Counts four and five of Furr's complaint allege intentional interference with both existing and prospective contractual relationships. Kent argues that the complaint is insufficient in that plaintiff failed to allege essential elements in those causes of action, *887 namely, the existence of a contractual relationship with a third party, the potentiality of a contractual relationship, and Kent's knowledge of such existing or prospective contractual relationships. The court, however, is of the opinion that Furr set forth its claims in counts four and five with sufficient detail to satisfy the Conley standard.

Despite this, however, the court is of the opinion that plaintiff's claims for interference with existing and prospective contractual relationships must be dismissed for reasons apart from the detail or specificity with which the claims were pleaded. Accepting the factual allegations in the complaint as true, the court notes that the parties agreed for Furr to act as a broker in the sale of defendant's products. A broker is an agent employed to make bargains or contracts on behalf of his principal for a commission or fee. 12 Am.Jur.2d Brokers § 1 (1964); Black's Law Dictionary 174 (5th Ed.1979). Thus the sales by Furr of Kent's products were transactions between the customer and Kent rather than between Furr and the customer. Any existing or prospective contractual relationships interfered with would thus, of necessity, be those of Kent and not Furr.
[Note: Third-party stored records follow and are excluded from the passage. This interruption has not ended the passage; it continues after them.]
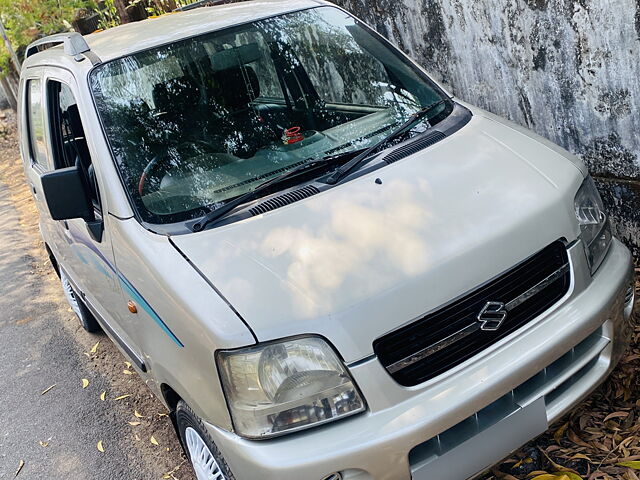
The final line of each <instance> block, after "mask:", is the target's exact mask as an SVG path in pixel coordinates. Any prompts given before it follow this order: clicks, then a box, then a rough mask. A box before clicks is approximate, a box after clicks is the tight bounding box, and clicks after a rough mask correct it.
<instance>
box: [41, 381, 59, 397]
mask: <svg viewBox="0 0 640 480" xmlns="http://www.w3.org/2000/svg"><path fill="white" fill-rule="evenodd" d="M56 385H57V384H56V383H54V384H53V385H51V386H50V387H47V388H45V389H44V390H43V391H42V393H41V394H40V395H44V394H45V393H47V392H49V391H51V390H52V389H53V388H55V386H56Z"/></svg>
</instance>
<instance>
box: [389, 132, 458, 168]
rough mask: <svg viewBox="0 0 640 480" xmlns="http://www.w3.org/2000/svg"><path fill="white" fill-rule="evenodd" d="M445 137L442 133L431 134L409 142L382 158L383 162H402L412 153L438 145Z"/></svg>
mask: <svg viewBox="0 0 640 480" xmlns="http://www.w3.org/2000/svg"><path fill="white" fill-rule="evenodd" d="M445 138H447V136H446V135H445V134H444V133H442V132H433V133H430V134H428V135H425V136H423V137H421V138H419V139H418V140H416V141H415V142H411V143H409V144H407V145H404V146H402V147H400V148H397V149H395V150H394V151H393V152H391V153H390V154H389V155H387V156H386V157H384V161H385V162H387V163H388V164H391V163H394V162H397V161H398V160H402V159H403V158H405V157H408V156H409V155H413V154H414V153H417V152H419V151H420V150H423V149H425V148H427V147H430V146H431V145H434V144H436V143H438V142H439V141H440V140H444V139H445Z"/></svg>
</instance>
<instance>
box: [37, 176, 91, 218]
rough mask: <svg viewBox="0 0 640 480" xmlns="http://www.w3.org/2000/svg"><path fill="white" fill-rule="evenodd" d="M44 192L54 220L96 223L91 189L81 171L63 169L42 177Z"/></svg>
mask: <svg viewBox="0 0 640 480" xmlns="http://www.w3.org/2000/svg"><path fill="white" fill-rule="evenodd" d="M41 178H42V192H43V194H44V198H45V200H46V202H47V207H48V208H49V213H50V214H51V218H53V219H54V220H71V219H73V218H82V219H83V220H84V221H85V222H93V221H95V214H94V210H93V202H92V201H91V197H90V195H89V188H88V186H87V182H86V180H85V178H84V175H83V174H82V172H81V171H80V169H79V168H78V167H77V166H75V167H68V168H61V169H59V170H54V171H53V172H49V173H45V174H44V175H42V177H41Z"/></svg>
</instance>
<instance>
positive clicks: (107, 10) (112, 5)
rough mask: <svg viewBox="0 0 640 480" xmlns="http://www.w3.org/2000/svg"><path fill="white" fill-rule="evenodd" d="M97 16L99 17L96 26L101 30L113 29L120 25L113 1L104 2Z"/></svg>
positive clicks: (105, 0)
mask: <svg viewBox="0 0 640 480" xmlns="http://www.w3.org/2000/svg"><path fill="white" fill-rule="evenodd" d="M98 15H99V17H100V20H99V23H98V25H99V26H100V28H101V29H102V30H106V29H107V28H111V27H115V26H117V25H118V24H119V23H120V17H118V10H117V9H116V2H115V0H105V1H104V3H103V4H102V8H100V9H98Z"/></svg>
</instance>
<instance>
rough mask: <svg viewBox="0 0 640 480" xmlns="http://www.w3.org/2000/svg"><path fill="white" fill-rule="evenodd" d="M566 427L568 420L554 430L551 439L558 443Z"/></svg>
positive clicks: (561, 436) (563, 433)
mask: <svg viewBox="0 0 640 480" xmlns="http://www.w3.org/2000/svg"><path fill="white" fill-rule="evenodd" d="M567 428H569V422H567V423H565V424H564V425H562V426H561V427H560V428H559V429H558V430H556V432H555V433H554V434H553V439H554V440H555V441H556V443H560V439H561V438H562V437H563V435H564V432H566V431H567Z"/></svg>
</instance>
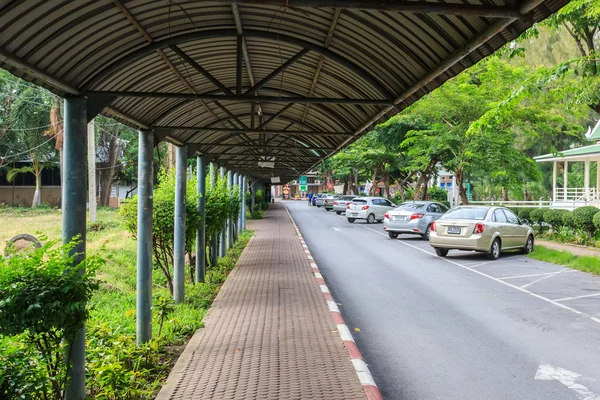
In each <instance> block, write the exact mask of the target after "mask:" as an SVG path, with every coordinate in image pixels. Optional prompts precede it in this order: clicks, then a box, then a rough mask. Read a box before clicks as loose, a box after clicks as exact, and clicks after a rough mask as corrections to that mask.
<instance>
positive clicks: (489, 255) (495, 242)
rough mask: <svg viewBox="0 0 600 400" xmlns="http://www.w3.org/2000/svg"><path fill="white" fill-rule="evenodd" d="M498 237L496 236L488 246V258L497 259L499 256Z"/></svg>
mask: <svg viewBox="0 0 600 400" xmlns="http://www.w3.org/2000/svg"><path fill="white" fill-rule="evenodd" d="M500 250H501V246H500V239H498V238H496V239H494V241H493V242H492V246H491V247H490V252H489V253H488V258H489V259H490V260H497V259H498V258H499V257H500Z"/></svg>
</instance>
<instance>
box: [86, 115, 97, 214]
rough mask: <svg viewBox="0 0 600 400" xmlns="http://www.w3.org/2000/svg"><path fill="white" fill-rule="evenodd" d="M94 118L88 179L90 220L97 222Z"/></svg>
mask: <svg viewBox="0 0 600 400" xmlns="http://www.w3.org/2000/svg"><path fill="white" fill-rule="evenodd" d="M95 128H96V127H95V124H94V120H91V121H90V122H89V123H88V180H89V185H88V186H89V195H88V197H89V208H90V222H96V206H97V205H96V193H98V192H97V191H96V129H95Z"/></svg>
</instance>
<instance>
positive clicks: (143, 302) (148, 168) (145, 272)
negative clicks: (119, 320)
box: [136, 131, 154, 344]
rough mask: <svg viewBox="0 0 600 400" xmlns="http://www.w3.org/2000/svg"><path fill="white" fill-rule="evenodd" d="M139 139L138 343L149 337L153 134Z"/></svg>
mask: <svg viewBox="0 0 600 400" xmlns="http://www.w3.org/2000/svg"><path fill="white" fill-rule="evenodd" d="M138 137H139V140H138V231H137V290H136V336H137V343H138V344H142V343H146V342H148V341H149V340H151V339H152V208H153V206H152V185H153V179H154V174H153V171H152V169H153V160H152V158H153V156H154V134H153V133H152V132H148V131H140V132H139V135H138Z"/></svg>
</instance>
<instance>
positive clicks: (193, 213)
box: [120, 171, 210, 293]
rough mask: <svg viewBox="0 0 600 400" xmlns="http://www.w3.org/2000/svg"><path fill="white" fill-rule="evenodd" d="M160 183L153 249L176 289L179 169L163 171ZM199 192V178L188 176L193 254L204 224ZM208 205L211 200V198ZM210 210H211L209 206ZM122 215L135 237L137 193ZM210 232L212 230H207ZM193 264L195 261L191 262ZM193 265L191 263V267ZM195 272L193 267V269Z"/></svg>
mask: <svg viewBox="0 0 600 400" xmlns="http://www.w3.org/2000/svg"><path fill="white" fill-rule="evenodd" d="M159 182H160V183H159V184H158V185H157V187H156V189H155V190H154V194H153V208H152V219H153V224H152V244H153V246H152V249H153V252H154V262H155V265H157V266H158V268H159V269H160V270H161V271H162V273H163V275H164V276H165V278H166V282H167V286H168V288H169V290H170V291H171V293H173V274H172V272H171V266H172V265H173V247H174V232H175V171H171V172H170V173H165V172H162V173H161V174H160V175H159ZM198 200H199V196H198V194H197V193H196V178H195V176H194V177H193V178H192V179H188V180H187V188H186V202H185V215H186V217H185V249H186V252H187V253H188V254H192V252H193V249H194V246H195V243H196V232H197V231H198V228H199V227H200V221H201V216H200V212H199V211H198V207H197V204H198ZM206 204H207V205H208V204H210V203H209V202H208V201H207V203H206ZM207 211H208V210H207ZM120 212H121V215H122V216H123V219H124V221H125V226H126V228H127V230H129V232H130V233H131V234H132V235H133V237H134V238H135V237H136V235H137V196H134V197H133V198H132V199H131V200H130V201H127V202H126V203H124V204H123V205H122V206H121V210H120ZM207 233H208V232H207ZM190 264H191V263H190ZM192 268H193V266H192V265H190V269H192ZM190 275H191V276H193V271H191V273H190Z"/></svg>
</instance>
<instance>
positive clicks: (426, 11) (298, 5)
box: [217, 0, 521, 19]
mask: <svg viewBox="0 0 600 400" xmlns="http://www.w3.org/2000/svg"><path fill="white" fill-rule="evenodd" d="M217 2H220V3H237V4H248V5H272V6H284V3H285V7H290V8H296V7H298V8H300V7H305V8H310V7H327V8H331V7H332V8H347V9H358V10H377V11H400V12H410V13H419V14H452V15H474V16H478V17H488V18H512V19H514V18H519V17H520V16H521V14H519V11H517V10H515V9H511V8H509V7H500V6H480V5H469V4H450V3H430V2H423V1H406V0H386V1H373V0H352V1H346V0H286V1H285V2H283V1H282V0H217Z"/></svg>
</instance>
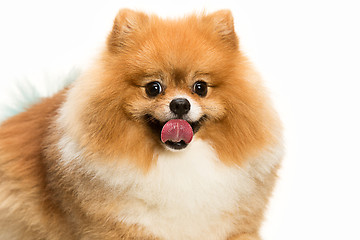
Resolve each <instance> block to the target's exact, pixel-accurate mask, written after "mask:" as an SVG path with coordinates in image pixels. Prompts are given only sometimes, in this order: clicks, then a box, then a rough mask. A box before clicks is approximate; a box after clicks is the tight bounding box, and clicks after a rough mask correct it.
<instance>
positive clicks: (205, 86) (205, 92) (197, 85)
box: [193, 81, 207, 97]
mask: <svg viewBox="0 0 360 240" xmlns="http://www.w3.org/2000/svg"><path fill="white" fill-rule="evenodd" d="M193 91H194V93H196V94H197V95H199V96H200V97H205V96H206V94H207V84H206V82H204V81H197V82H196V83H195V84H194V86H193Z"/></svg>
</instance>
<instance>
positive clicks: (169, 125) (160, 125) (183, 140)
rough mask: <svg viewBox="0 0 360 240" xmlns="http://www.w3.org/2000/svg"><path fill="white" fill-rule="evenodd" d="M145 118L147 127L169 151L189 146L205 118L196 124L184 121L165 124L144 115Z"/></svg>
mask: <svg viewBox="0 0 360 240" xmlns="http://www.w3.org/2000/svg"><path fill="white" fill-rule="evenodd" d="M145 118H146V121H147V123H148V124H149V127H150V128H151V129H152V130H153V131H154V132H155V134H157V136H159V138H160V141H161V142H162V143H164V144H165V145H166V146H167V147H169V148H171V149H174V150H181V149H184V148H186V147H187V146H188V145H189V143H190V142H191V140H192V138H193V135H194V134H195V133H196V132H198V131H199V129H200V127H201V123H202V122H203V121H204V120H205V119H206V116H205V115H204V116H202V117H201V118H200V119H199V120H198V121H196V122H188V121H186V120H184V119H169V120H168V121H166V122H161V121H159V120H157V119H156V118H154V117H153V116H151V115H146V116H145Z"/></svg>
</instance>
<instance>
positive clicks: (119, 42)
mask: <svg viewBox="0 0 360 240" xmlns="http://www.w3.org/2000/svg"><path fill="white" fill-rule="evenodd" d="M148 20H149V17H148V16H147V15H146V14H144V13H142V12H136V11H133V10H130V9H122V10H120V11H119V13H118V14H117V16H116V18H115V20H114V25H113V28H112V31H111V33H110V35H109V36H108V38H107V45H108V49H109V51H110V52H119V51H120V50H121V48H123V47H124V46H126V45H127V44H128V37H129V36H130V35H131V34H132V33H134V32H136V31H139V30H140V29H141V28H142V27H143V26H145V25H146V23H147V22H148Z"/></svg>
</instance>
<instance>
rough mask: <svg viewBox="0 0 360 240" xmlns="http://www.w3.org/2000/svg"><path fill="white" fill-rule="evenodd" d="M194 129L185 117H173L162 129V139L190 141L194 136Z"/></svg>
mask: <svg viewBox="0 0 360 240" xmlns="http://www.w3.org/2000/svg"><path fill="white" fill-rule="evenodd" d="M193 135H194V134H193V130H192V128H191V126H190V124H189V123H188V122H187V121H185V120H183V119H172V120H170V121H168V122H167V123H166V124H165V125H164V127H163V128H162V130H161V141H162V142H163V143H165V142H166V141H172V142H180V141H181V140H183V141H184V142H185V143H186V144H188V143H190V142H191V140H192V137H193Z"/></svg>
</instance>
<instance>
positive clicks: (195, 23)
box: [108, 11, 238, 150]
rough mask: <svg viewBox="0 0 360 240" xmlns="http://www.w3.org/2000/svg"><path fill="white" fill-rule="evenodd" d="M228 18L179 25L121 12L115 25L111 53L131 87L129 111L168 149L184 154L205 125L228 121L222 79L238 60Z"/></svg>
mask: <svg viewBox="0 0 360 240" xmlns="http://www.w3.org/2000/svg"><path fill="white" fill-rule="evenodd" d="M229 14H230V13H229V12H218V13H216V14H214V15H213V16H211V17H209V16H206V17H205V16H203V17H192V18H189V19H186V20H184V21H180V22H179V21H164V20H160V19H159V18H157V17H149V16H146V15H143V14H141V13H136V12H132V11H123V12H120V13H119V15H118V17H117V19H116V20H115V24H114V28H113V31H112V33H111V34H110V36H109V39H108V50H109V55H111V56H113V57H114V58H115V59H116V61H114V62H113V64H116V65H117V66H119V68H121V72H119V73H118V74H119V75H121V79H122V81H124V83H126V84H127V87H126V88H125V89H123V90H122V91H121V93H122V94H124V95H125V94H126V96H127V97H126V98H124V101H125V102H126V104H125V111H126V113H127V114H128V115H129V116H130V117H131V118H133V119H134V121H140V122H141V121H142V122H143V123H144V124H145V125H146V126H147V127H148V128H149V129H150V130H151V132H152V134H154V136H155V138H154V139H155V141H159V142H162V143H164V144H165V146H166V147H167V148H170V149H174V150H180V149H184V148H186V147H187V145H188V144H190V143H191V139H192V138H193V135H194V134H197V132H198V131H201V130H202V128H203V127H204V125H205V124H206V122H207V121H216V120H219V119H221V118H222V117H223V116H224V111H225V106H224V100H223V98H224V94H225V93H224V92H223V93H221V91H222V90H221V89H222V85H223V84H226V83H225V81H224V79H222V76H219V75H224V74H223V73H224V71H227V70H228V68H229V65H231V62H233V61H234V60H235V61H236V59H237V57H236V55H237V54H238V51H237V38H236V35H235V33H234V31H233V23H232V17H231V15H229ZM216 21H219V22H216ZM219 25H220V26H219ZM122 66H126V67H125V68H123V67H122ZM113 67H114V66H113ZM125 92H126V93H125ZM170 120H171V121H170Z"/></svg>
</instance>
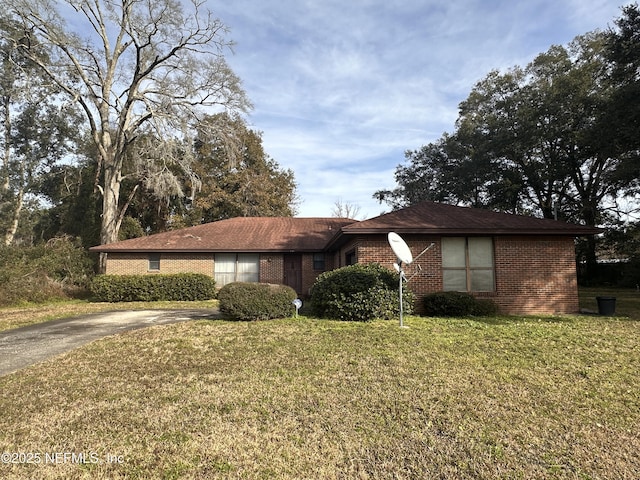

Consequently, plaintiff cannot establish an essential element of the cause of action, the existence or likelihood of a contract between the plaintiff and a third party. See Lusher v. Becker Bros., Inc., 155 Ill.App. 3d 866, 108 Ill.Dec. 748, 509 N.E.2d 444 (1987). The court therefore concludes that counts four and five of the complaint should be dismissed.

For the reasons set forth herein, it is ordered that plaintiff's claims set forth in counts two through six of the complaint are dismissed but that defendant's motion to dismiss count one of the complaint is denied.

NOTES

[1] While plaintiff did not pray for punitive damages on count one, the court notes that plaintiff did allege that defendant willfully breached the contract. Therefore, the court's dismissal of count six will not prejudice any claim plaintiff may have for punitive damages.